Zip Co rebounds with upgraded earnings and strong US growth, proving profitable expansion is back in focus for BNPL players.
Background: Zip Co is the Aussie-founded buy now, pay later company, which launched in 2013. It was one of the pioneers of splitting purchases into instalments and it's one of the few major players still standing after the BNPL boom (and bust).
What happened: Zip is showing signs of a comeback after a few slower years. Its share price jumped as much as 24% after the company upgraded its FY26 earnings forecast. Now, it's expecting at least $260 million in cash earnings (more than what was predicted).
What else: Zip expects transaction volumes to grow more than 40% in the US, helping fuel its turnaround. After a tough few years for the sector, Zip is bouncing back... but this time, with a sharper focus on financial responsibility.
What's the key learning?
💡 Growth is great... but in this day and age, investors really care about profitable growth. Scaling alone isn't enough anymore. Growth needs to come with earnings and sustainability.

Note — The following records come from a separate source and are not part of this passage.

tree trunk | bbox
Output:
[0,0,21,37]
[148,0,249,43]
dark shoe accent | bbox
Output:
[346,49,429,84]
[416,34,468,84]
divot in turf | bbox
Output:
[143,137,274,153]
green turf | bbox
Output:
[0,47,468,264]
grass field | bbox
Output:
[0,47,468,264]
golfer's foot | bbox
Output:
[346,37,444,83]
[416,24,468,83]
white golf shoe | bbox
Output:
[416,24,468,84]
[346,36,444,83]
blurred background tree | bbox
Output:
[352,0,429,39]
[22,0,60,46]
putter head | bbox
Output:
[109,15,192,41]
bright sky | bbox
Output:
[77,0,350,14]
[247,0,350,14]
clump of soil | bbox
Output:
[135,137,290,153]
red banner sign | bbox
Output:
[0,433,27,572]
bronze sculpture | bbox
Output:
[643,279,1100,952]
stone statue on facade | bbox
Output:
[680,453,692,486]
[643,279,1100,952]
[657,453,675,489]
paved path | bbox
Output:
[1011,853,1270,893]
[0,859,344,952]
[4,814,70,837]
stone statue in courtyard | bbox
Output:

💡 The BNPL playbook has evolved. A few years ago, BNPL companies were all about scaling fast. The goal was to sign up as many customers and merchants as possible… without worrying too much about profits. But the "grow at all costs" strategy fell apart when interest rates rose and funding got expensive.
💡 Now, strong fundamentals are back in focus. Investors are rewarding companies that can grow usage, control bad debts, and maintain margins... Zip Co has been doing all three - and investors are clearly noticing.